I'm going verification of my new C4 BB, I can see it booting on RS232
port. But I do not see orange screen on monitor as described on
manual.

As soon as I power on the board, standby LED on monitor just turns off
which is kind of unusual.

Please help...

Thanks

It is possible that the defauilt resolution as defined in the bootscr file has settings that are not compatible with your display. I would check those settings and then modify them to match your display.

Gerald

Hi Gerald,

Thanks for your quick reply.

Since I'm newbie, can you please point me to the right place to learn
how & where to make these changes?

BTW, I'm using ASUS 19inch Wide 1440x900 monitor which is hooked up by
HDMI-to-DVI cable.

Thanks again

Make sure the monitor is set to the digital input. DVI can be analog or digital on the same cable on som emonitors. I think the board should work on your display.

As to making changes in the boot.scr file, that is not an easy task for a newbie, dependng on wher eht enewbieness is located. I would suggest that you do a search on the discussion group and also google for the process to make a boot script. You will need a Linux based machine to change the script.

Gerald

What is the model number of your display?

Gerald

Display is all digital, since its DVI-D display. Model no. is ASUS
VH198T

Do you think there is any chance of board being faulty? Because
monitor works fine when connected elsewhere!

It is possible that you may have blown it out. There is a section in the System Reference Manual that tells you how to plug it in and what order to plug it in. If the grounds are not common between the monitor, PC, and the board, you can damage the interface. However, just because it is not currently working, that does not mean it is a bad board. You can also try another monitor if you have one handy.

One other item, if you are just booting the board from NAND, all you will get is an orange screen and it sill stop at the UBoot prompt. Nothing else. will happen at that point. There is no kernel in the Flash.

You should be using an SD card to boot from. Are you doing that? That is where the boot.scr file is located which sets the resolution and refesh rate of the display… Here is where the files are located that go onto the SD card.

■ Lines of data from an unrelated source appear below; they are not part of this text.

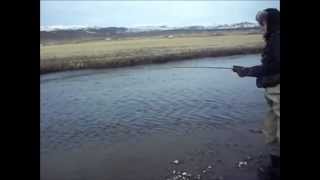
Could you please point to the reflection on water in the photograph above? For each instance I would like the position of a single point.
(95, 123)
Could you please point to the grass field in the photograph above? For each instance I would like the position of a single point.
(125, 52)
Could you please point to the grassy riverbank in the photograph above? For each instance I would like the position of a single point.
(143, 50)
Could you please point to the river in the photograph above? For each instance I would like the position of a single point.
(131, 123)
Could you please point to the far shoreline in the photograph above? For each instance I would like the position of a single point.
(154, 60)
(126, 53)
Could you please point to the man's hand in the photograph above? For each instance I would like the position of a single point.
(240, 70)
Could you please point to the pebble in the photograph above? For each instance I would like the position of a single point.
(198, 176)
(242, 163)
(176, 162)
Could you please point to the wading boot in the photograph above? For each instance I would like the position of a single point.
(271, 172)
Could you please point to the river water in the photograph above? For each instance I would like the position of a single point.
(131, 122)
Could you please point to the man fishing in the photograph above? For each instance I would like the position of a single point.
(268, 77)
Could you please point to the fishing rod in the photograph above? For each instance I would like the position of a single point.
(206, 67)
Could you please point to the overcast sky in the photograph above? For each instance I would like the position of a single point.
(144, 13)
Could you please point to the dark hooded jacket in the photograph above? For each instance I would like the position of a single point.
(268, 73)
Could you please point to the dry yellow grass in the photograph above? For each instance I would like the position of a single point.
(143, 50)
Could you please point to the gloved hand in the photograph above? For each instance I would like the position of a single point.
(240, 70)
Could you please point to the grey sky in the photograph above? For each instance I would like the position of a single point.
(143, 13)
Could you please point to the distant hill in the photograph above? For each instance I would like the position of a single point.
(56, 34)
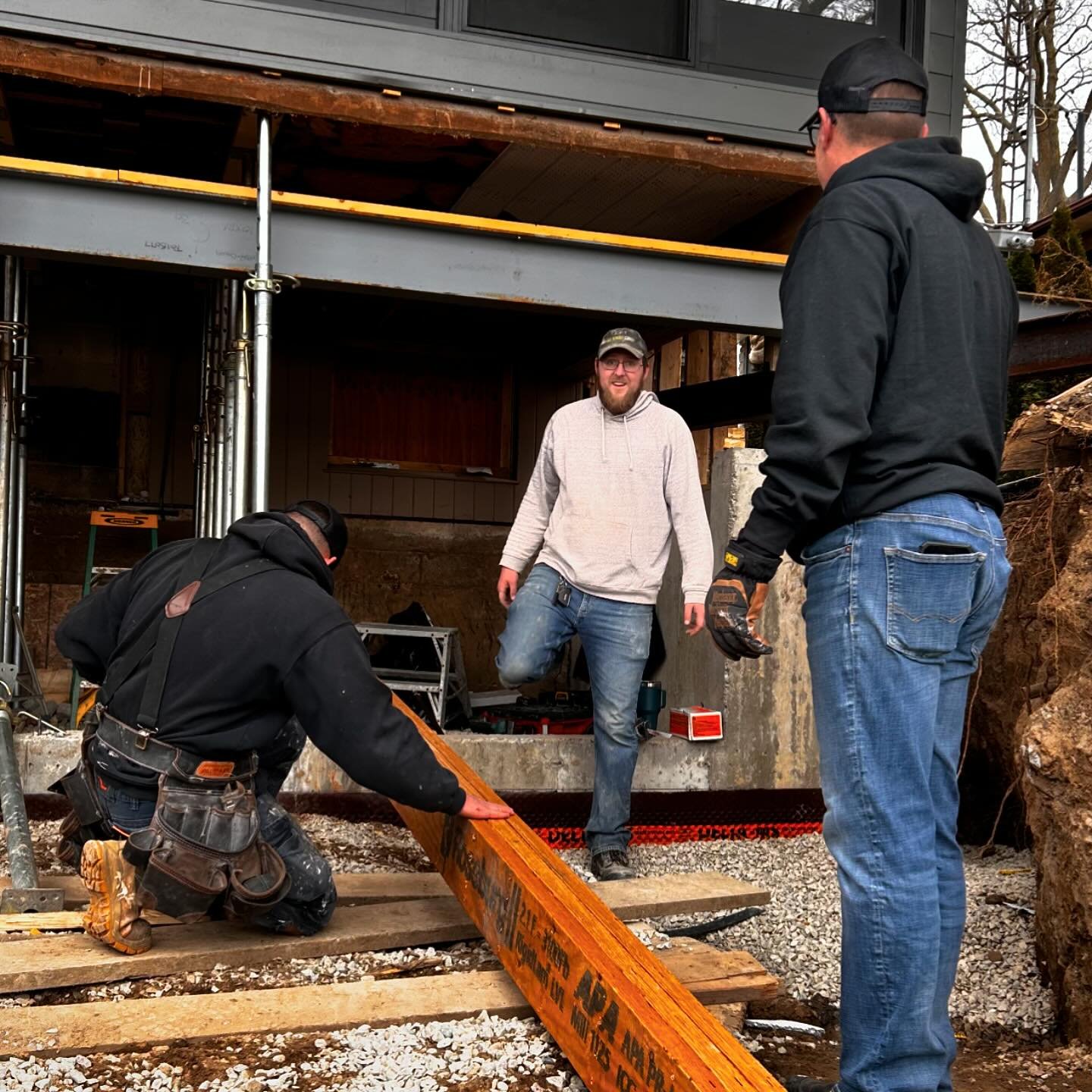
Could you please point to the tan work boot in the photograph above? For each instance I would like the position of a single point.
(113, 916)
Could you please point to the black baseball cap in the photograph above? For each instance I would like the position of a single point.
(851, 77)
(625, 339)
(329, 521)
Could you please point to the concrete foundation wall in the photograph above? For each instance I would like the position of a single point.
(769, 731)
(508, 764)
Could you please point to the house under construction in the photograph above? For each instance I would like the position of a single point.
(360, 250)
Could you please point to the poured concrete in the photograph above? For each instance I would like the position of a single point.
(769, 727)
(509, 764)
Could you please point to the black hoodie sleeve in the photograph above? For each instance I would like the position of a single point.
(836, 303)
(89, 632)
(349, 714)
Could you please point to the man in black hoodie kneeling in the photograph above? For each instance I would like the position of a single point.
(218, 659)
(880, 476)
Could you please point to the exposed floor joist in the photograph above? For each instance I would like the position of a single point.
(712, 977)
(623, 1021)
(146, 76)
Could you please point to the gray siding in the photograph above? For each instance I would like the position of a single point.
(397, 42)
(945, 42)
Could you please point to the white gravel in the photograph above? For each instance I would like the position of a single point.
(998, 994)
(799, 935)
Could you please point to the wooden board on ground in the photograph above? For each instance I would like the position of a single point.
(625, 1024)
(62, 921)
(76, 960)
(645, 896)
(715, 977)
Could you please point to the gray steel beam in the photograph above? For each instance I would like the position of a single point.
(131, 224)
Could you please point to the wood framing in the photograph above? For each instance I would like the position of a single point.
(623, 1020)
(146, 76)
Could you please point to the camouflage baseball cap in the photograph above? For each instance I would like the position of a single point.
(625, 339)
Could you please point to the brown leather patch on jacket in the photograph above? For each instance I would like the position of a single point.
(179, 603)
(215, 770)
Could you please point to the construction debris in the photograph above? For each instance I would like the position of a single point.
(1032, 714)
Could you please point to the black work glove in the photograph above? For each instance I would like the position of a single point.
(733, 604)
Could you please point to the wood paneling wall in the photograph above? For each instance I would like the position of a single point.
(300, 444)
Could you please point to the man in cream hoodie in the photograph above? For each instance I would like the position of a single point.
(616, 474)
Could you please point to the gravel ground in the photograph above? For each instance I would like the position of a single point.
(1004, 1014)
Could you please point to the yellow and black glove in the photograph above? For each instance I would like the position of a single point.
(733, 604)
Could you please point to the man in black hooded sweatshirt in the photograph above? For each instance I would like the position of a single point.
(218, 657)
(880, 476)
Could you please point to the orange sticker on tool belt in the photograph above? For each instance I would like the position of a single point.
(218, 770)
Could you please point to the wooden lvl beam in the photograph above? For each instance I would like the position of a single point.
(714, 977)
(623, 1020)
(144, 76)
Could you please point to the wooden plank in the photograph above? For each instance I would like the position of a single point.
(72, 960)
(116, 1027)
(697, 356)
(144, 76)
(77, 960)
(632, 900)
(622, 1020)
(64, 921)
(670, 365)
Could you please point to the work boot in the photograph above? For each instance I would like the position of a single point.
(612, 865)
(114, 915)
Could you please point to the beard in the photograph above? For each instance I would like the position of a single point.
(617, 404)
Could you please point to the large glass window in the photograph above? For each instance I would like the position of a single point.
(846, 11)
(654, 27)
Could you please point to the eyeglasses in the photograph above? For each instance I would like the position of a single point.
(628, 366)
(813, 128)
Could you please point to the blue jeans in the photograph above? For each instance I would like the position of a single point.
(893, 637)
(615, 637)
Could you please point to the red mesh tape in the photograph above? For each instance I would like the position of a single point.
(573, 838)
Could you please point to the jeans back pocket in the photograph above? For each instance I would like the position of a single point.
(930, 596)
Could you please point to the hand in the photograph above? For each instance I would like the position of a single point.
(732, 607)
(506, 587)
(474, 807)
(694, 618)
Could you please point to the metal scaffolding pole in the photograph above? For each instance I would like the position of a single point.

http://code.google.com/p/beagleboard/wiki/BeagleboardRevC3Validation

Gerald

Hi Gerald,

Thanks. I'm now try to boot from SD card. This is how it starts:

3194800 bytes read
***** Kernel: /dev/mmcblk0p1/uImage.bin *****
reading ramdisk.gz

7999649 bytes read
***** RootFS: /dev/mmcblk0p1/ramdisk.gz *****
## Booting kernel from Legacy Image at 80200000 ...
   Image Name: Angstrom/2.6.32/beagleboard
   Image Type: ARM Linux Kernel Image (uncompressed)
   Data Size: 3194736 Bytes = 3 MB
   Load Address: 80008000
   Entry Point: 80008000
   Verifying Checksum ... OK
   Loading Kernel Image ... OK
OK

Starting kernel ...

Uncompressing Linux...........

:
:
blah blah
:
:
37.675628] Kernel panic - not syncing: Fatal exception in interrupt

This is point where Windows 7 starts installing USB drivers and fails,
and except PWR LED all other turns off.

Please help me...

So, then you are powering the board via the OTG port. I have no experience on Windows 7, so I cannot help there… But, depending on what you are trying to do, you may not need the OTG port to the PC. The BB is designed as a standalone PC and does not need a host to operate. You can take a powered USB hub, connect it to the USB host port, connect a keyboard and mouse to the HUB and now you have a PC. I would try this configuration. It would also be good to power the board form a standalone power source instead of the OTG port to give you more flexibility to add things to the board.

The reason the power LED turns off is because the PC cannot deliver the required current to the board, hence the suggestion for the DC powered configuration. Try to fix your HW setup to get a stable platform and then the Kernel panic can be looked at. That could be several different things that occur during the “blah blah” phase of the booting process.